I grew up near the Oyster Creek Nuclear Power Station in southern New Jersey which began operation in 1969. It’s the oldest commercial nuclear plant in the country and one of the oldest in the world. It also happens to be the sister plant to the two reactors at Three Mile Island – same manufacturer, same design, same initial management. Oyster Creek is scheduled to be retired in 2019 when it becomes fifty years old. Every bit of the nuclear waste that was created since 1969 is still sitting there in drums in a big swimming pool out by the parking lot. There’s still no plan for how it or the radioactive building itself will be disposed of or who will pay for any of it. The present owner, Exelon Corporation, says it has $750 M set aside for decommissioning after a cooling off period of sixty years. Really? That’s not enough money to retire the paper clips in the office of a nuclear plant. In sixty years Exelon will be long gone as a company. And there are another 103 of these plants around the country – not including military installations which are largely unknowable at this time. If Theodor Roosevelt’s generation had built nuclear power plants that began operation in 1904 with a fifty year lifespan and a sixty year cooling period we’d just now be ready to start paying for the disposal.
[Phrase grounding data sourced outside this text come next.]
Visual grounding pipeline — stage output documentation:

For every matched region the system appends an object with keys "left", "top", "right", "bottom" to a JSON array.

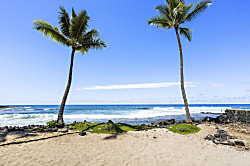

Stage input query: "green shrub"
[
  {"left": 68, "top": 122, "right": 153, "bottom": 134},
  {"left": 168, "top": 123, "right": 200, "bottom": 135},
  {"left": 46, "top": 120, "right": 58, "bottom": 128}
]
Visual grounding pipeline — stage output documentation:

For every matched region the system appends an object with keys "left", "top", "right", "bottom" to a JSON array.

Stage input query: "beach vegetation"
[
  {"left": 69, "top": 122, "right": 152, "bottom": 134},
  {"left": 33, "top": 7, "right": 106, "bottom": 128},
  {"left": 168, "top": 124, "right": 200, "bottom": 134},
  {"left": 46, "top": 120, "right": 58, "bottom": 128},
  {"left": 148, "top": 0, "right": 212, "bottom": 122}
]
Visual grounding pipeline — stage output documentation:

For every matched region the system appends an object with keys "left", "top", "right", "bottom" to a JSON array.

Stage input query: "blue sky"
[{"left": 0, "top": 0, "right": 250, "bottom": 105}]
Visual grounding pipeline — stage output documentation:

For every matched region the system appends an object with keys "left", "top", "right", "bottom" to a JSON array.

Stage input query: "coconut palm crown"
[
  {"left": 148, "top": 0, "right": 212, "bottom": 122},
  {"left": 33, "top": 7, "right": 106, "bottom": 127}
]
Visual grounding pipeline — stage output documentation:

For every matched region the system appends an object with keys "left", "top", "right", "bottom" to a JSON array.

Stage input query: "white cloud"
[
  {"left": 76, "top": 82, "right": 199, "bottom": 90},
  {"left": 211, "top": 83, "right": 224, "bottom": 87}
]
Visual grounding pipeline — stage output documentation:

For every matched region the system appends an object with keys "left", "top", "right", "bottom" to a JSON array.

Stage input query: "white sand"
[{"left": 0, "top": 125, "right": 249, "bottom": 166}]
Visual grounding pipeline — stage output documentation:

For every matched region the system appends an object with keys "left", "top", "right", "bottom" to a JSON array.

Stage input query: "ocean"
[{"left": 0, "top": 104, "right": 249, "bottom": 127}]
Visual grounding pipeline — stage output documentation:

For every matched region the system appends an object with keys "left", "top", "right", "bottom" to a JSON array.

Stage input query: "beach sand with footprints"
[{"left": 0, "top": 124, "right": 249, "bottom": 166}]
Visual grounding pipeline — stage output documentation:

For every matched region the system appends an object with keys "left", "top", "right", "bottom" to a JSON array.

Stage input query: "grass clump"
[
  {"left": 168, "top": 123, "right": 200, "bottom": 135},
  {"left": 46, "top": 120, "right": 58, "bottom": 128},
  {"left": 69, "top": 122, "right": 152, "bottom": 134}
]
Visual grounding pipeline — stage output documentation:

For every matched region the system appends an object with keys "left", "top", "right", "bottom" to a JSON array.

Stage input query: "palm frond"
[
  {"left": 156, "top": 4, "right": 173, "bottom": 22},
  {"left": 71, "top": 8, "right": 77, "bottom": 18},
  {"left": 59, "top": 6, "right": 71, "bottom": 38},
  {"left": 79, "top": 29, "right": 99, "bottom": 43},
  {"left": 169, "top": 0, "right": 181, "bottom": 10},
  {"left": 76, "top": 38, "right": 106, "bottom": 54},
  {"left": 71, "top": 10, "right": 90, "bottom": 41},
  {"left": 148, "top": 16, "right": 172, "bottom": 30},
  {"left": 179, "top": 27, "right": 192, "bottom": 41},
  {"left": 76, "top": 45, "right": 88, "bottom": 54},
  {"left": 184, "top": 0, "right": 212, "bottom": 22},
  {"left": 178, "top": 2, "right": 194, "bottom": 23},
  {"left": 33, "top": 19, "right": 70, "bottom": 46},
  {"left": 173, "top": 2, "right": 185, "bottom": 21}
]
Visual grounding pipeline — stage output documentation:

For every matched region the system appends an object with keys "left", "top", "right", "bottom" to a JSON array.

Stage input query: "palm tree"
[
  {"left": 33, "top": 7, "right": 106, "bottom": 127},
  {"left": 148, "top": 0, "right": 212, "bottom": 122}
]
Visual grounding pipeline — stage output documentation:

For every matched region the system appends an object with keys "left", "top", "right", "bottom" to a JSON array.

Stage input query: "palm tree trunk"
[
  {"left": 57, "top": 48, "right": 76, "bottom": 127},
  {"left": 174, "top": 27, "right": 192, "bottom": 122}
]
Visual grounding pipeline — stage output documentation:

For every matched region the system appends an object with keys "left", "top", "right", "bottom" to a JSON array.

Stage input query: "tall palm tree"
[
  {"left": 33, "top": 7, "right": 106, "bottom": 127},
  {"left": 148, "top": 0, "right": 212, "bottom": 122}
]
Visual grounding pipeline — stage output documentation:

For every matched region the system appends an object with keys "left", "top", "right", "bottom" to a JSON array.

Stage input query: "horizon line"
[{"left": 2, "top": 103, "right": 250, "bottom": 106}]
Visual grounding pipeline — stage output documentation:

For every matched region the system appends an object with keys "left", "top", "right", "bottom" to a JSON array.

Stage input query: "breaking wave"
[{"left": 0, "top": 106, "right": 232, "bottom": 126}]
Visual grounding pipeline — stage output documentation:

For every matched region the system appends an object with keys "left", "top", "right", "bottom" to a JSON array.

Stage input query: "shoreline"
[{"left": 0, "top": 105, "right": 248, "bottom": 127}]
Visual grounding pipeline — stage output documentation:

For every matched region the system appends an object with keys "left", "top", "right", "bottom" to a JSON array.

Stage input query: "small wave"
[
  {"left": 0, "top": 114, "right": 57, "bottom": 119},
  {"left": 43, "top": 108, "right": 57, "bottom": 111},
  {"left": 153, "top": 107, "right": 175, "bottom": 110},
  {"left": 153, "top": 106, "right": 230, "bottom": 114},
  {"left": 0, "top": 108, "right": 13, "bottom": 111},
  {"left": 26, "top": 109, "right": 35, "bottom": 111}
]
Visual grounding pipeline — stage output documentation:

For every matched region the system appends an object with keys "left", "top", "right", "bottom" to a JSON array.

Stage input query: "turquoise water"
[{"left": 0, "top": 104, "right": 249, "bottom": 126}]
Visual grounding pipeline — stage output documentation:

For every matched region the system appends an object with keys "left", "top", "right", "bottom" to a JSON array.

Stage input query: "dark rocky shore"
[
  {"left": 0, "top": 109, "right": 249, "bottom": 132},
  {"left": 151, "top": 109, "right": 250, "bottom": 128},
  {"left": 0, "top": 105, "right": 22, "bottom": 110}
]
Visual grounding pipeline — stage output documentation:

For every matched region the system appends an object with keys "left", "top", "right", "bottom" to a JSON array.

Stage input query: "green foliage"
[
  {"left": 46, "top": 120, "right": 58, "bottom": 128},
  {"left": 167, "top": 124, "right": 200, "bottom": 134},
  {"left": 69, "top": 122, "right": 153, "bottom": 134},
  {"left": 179, "top": 27, "right": 192, "bottom": 41},
  {"left": 33, "top": 20, "right": 69, "bottom": 46},
  {"left": 71, "top": 10, "right": 89, "bottom": 40},
  {"left": 184, "top": 0, "right": 212, "bottom": 22},
  {"left": 148, "top": 0, "right": 212, "bottom": 41},
  {"left": 59, "top": 6, "right": 71, "bottom": 38},
  {"left": 33, "top": 7, "right": 106, "bottom": 54}
]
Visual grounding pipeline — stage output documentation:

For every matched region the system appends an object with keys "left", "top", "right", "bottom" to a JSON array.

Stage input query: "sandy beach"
[{"left": 0, "top": 124, "right": 249, "bottom": 166}]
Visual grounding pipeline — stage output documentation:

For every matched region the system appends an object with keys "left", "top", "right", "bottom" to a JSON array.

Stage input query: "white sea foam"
[
  {"left": 0, "top": 106, "right": 231, "bottom": 126},
  {"left": 153, "top": 106, "right": 230, "bottom": 114},
  {"left": 0, "top": 114, "right": 56, "bottom": 127}
]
Or what if we do nothing and let these plants decay without the proper care and funding? Abandonment has in fact been the most prominent trajectory for old industrial facilities over the last century. Companies go out of business, people move away, and local municipalities fall into insolvency and cultural irrelevance. (Detroit, Youngstown…) Radioactive material will sit there patiently for the duration. Lacey Township (home of Oyster Creek) is a modest collection of tract homes and strip malls along the Jersey shore. The nuclear plant doesn’t merely contribute to the local economy by way of property taxes and employment – the plant is the entire tax base. Ocean County or even the state of New Jersey (which has three nuclear plants) may not be willing or able to rise to the occasion either. With or without dramatic explosions we have to deal with this stuff. But I don’t think we will. I’m just sayin’.